Thursday, May 10, 2012

My Thoughts on President Obama and the Vote in North Carolina

Two events from the past couple days have created quite a stir in cyberspace. The first came from the vote by the people of North Carolina to establish a constitutional amendment which effectively seeks to ban same-sex marriage. The second event is President Barack Obama's statement of support for same-sex marriage.

Not so long ago I would have rejoiced at the first and roundly denounced the second. When my own state – Arizona – put a similar measure before the voters in 2008 I voted in favor of the restriction (at least to the best of my memory. As I wrote earlier this year, I would now vote differently. I would reaffirm what I wrote in February and refer the reader again not only to my post but to the links I reference from Elizabeth Esther

Yesterday Rachel Evans posted on this topic and received a huge response ranging across the spectrum. As always with Evans, she argues her point tactfully and clearly, without seeking to bash those who disagree with her. I found Evans' quotation of one college senior particularly to the point:

“When evangelicals turn their anti-gay sentiments into a political campaign, all it does is confirm to my gay friends that they will never be welcome in the church.”

As Evans says regarding the support of her former home church for a similar measure in Tennessee, the signs the church put on the front lawn agitating to ban same-sex marriage communicated a clear and simple message to the community: “EVERYONE BUT GAYS WELCOME.”

As I wrote in February, I don't think it is the place of the secular state to define who should be allowed to marry whom and enjoy the legal benefits of doing so. I find it quite interesting that the same conservatives who so adamantly advocate for government to get out of areas where it has a very legitimate interest in restraining human greed, abuse of power and self-interest such as in business, advocate equally strongly (if not more so) for the intrusion of government into this most personal of relationships.

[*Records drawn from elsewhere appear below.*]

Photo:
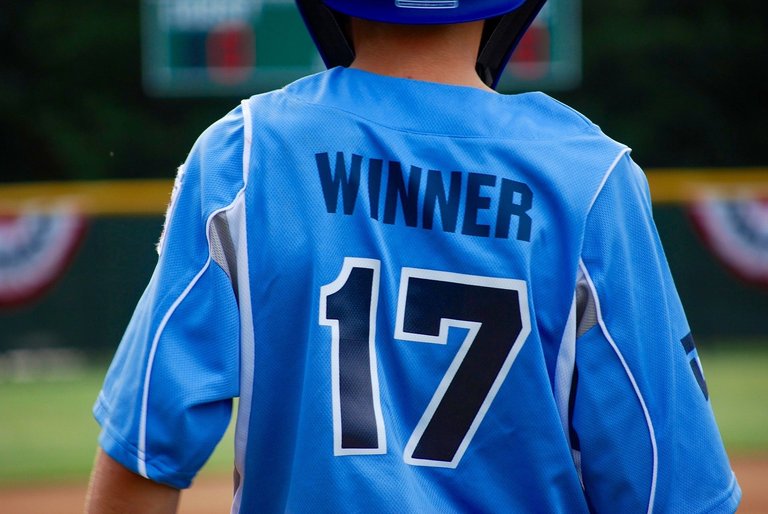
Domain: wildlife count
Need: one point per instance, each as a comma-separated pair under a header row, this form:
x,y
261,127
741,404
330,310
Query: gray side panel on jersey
x,y
222,248
586,309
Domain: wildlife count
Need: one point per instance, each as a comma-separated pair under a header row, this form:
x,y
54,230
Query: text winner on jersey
x,y
479,192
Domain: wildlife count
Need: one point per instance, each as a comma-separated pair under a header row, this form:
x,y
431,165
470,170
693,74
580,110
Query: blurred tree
x,y
684,83
71,101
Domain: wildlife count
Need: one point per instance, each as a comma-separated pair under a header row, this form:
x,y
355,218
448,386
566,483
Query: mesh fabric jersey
x,y
428,298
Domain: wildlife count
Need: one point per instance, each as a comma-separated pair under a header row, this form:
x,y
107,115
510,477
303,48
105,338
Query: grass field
x,y
47,434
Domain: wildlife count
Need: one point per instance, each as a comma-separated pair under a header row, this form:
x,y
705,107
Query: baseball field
x,y
48,437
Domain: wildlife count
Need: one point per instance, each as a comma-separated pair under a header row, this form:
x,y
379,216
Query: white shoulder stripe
x,y
646,413
608,172
247,139
142,442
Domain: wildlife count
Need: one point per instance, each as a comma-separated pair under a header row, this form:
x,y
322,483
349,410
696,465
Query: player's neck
x,y
444,54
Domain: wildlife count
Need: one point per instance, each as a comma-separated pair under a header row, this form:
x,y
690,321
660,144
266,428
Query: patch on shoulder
x,y
171,204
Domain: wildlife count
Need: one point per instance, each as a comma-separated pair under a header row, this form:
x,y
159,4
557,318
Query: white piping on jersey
x,y
142,443
630,376
608,172
566,361
247,343
247,140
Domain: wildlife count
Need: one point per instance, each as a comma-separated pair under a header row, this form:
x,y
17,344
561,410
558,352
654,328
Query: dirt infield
x,y
211,495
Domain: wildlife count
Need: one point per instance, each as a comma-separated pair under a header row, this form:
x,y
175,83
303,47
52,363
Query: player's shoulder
x,y
546,118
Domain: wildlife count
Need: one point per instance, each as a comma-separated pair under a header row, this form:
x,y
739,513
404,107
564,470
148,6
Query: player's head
x,y
505,23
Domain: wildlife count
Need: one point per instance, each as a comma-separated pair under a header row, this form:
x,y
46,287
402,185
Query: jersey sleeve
x,y
167,397
643,428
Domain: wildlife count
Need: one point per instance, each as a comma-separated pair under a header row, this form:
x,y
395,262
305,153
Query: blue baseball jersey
x,y
427,298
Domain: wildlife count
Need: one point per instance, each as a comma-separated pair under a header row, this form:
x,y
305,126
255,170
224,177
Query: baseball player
x,y
427,296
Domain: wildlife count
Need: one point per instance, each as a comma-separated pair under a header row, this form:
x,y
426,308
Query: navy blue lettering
x,y
475,203
449,204
339,181
508,208
374,186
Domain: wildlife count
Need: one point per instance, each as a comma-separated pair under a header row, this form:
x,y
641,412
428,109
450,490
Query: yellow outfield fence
x,y
151,196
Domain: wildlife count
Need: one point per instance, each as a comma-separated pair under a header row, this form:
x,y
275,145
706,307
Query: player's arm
x,y
642,423
115,489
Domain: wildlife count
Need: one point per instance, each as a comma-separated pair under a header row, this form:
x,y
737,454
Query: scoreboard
x,y
243,47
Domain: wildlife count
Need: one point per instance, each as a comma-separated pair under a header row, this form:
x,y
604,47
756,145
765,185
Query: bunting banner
x,y
736,231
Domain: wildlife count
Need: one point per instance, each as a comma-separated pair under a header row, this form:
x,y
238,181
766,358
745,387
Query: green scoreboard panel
x,y
242,47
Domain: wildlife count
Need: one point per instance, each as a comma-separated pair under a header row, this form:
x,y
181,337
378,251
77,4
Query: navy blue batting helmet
x,y
506,22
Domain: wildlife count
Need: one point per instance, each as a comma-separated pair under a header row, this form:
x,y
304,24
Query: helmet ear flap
x,y
500,38
328,29
501,35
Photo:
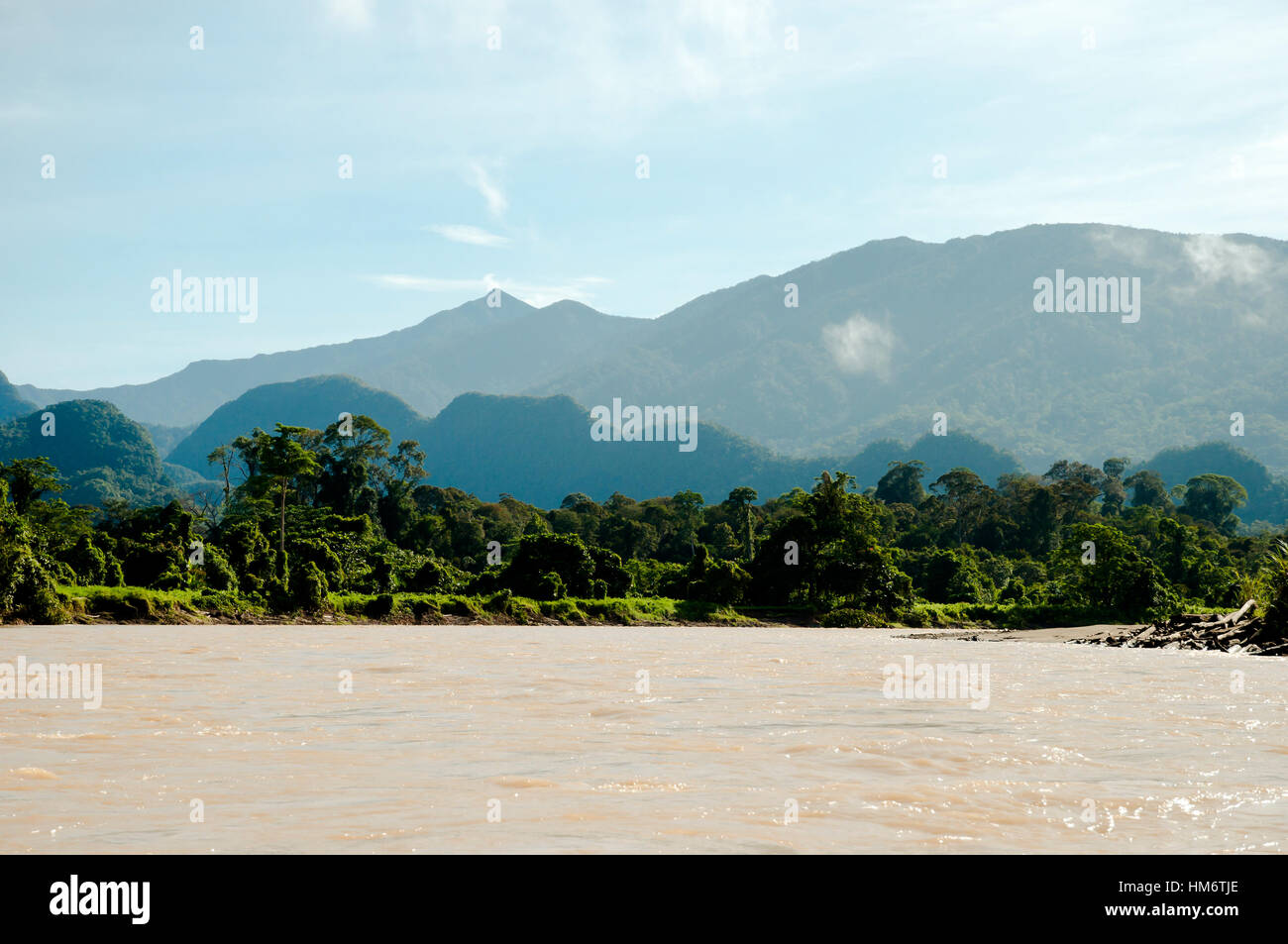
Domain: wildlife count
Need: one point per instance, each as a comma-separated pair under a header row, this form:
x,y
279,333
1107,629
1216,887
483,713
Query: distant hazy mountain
x,y
101,454
883,336
1267,496
11,402
893,331
473,347
313,402
540,450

More importantly, as Rachel Evans strongly emphasizes, by pushing for laws that ban same-sex marriage, are conservative evangelical Christians erecting barriers that keep people from Jesus, rather than opening the doors to them? Are they, in their efforts to defend what they view as a vital truth, keeping people from encountering the love of their Creator God? I understand, I think, why conservatives take the position they do. As Evans writes in her book, “for fundamentalists, Christianity sits perpetually on the precipice of doom, one scientific discovery or cultural shift or difficult theological question away from extinction.” To concede this battle, in the conservative mind, is to take one more step on a slippery slope that will result in the complete collapse of our civilization and the Christian faith. But is our faith or our civilization as tenuous as that? 

It seems to me at this point in my life that Christian faith is far more about moving forward, progressing toward a greater realization of the Kingdom of God, not about trying to defend against the encroachment of anything that seems to threaten our perception of the way things should be (which more often than not corresponds to a particular cultural image of what is ideal rather than to the radically transformative Kingdom of God.) Christian faith is not primarily about holding on to some golden age in the past but about extending the wildly inclusive, radical grace and love of God to all creation. For this reason I find myself increasingly less conservative in my thinking. The best does not lie behind us – it lies ahead of us. We have not yet attained to the ideal society. We may not attain it in this world, but certainly the ideal doesn't lie behind us and our goal is not simply to restore or cling to some golden era that has already passed.

So today I respond to these two recent events quite differently than I would have not so long ago. I grieve over the vote in North Carolina. And I embrace the statement of President Obama. I know that by acknowledging this I will receive untold amounts of negative feedback from people I hold dear. But I believe our God has room in his house for a lot bigger group than the conservative evangelical agenda allows.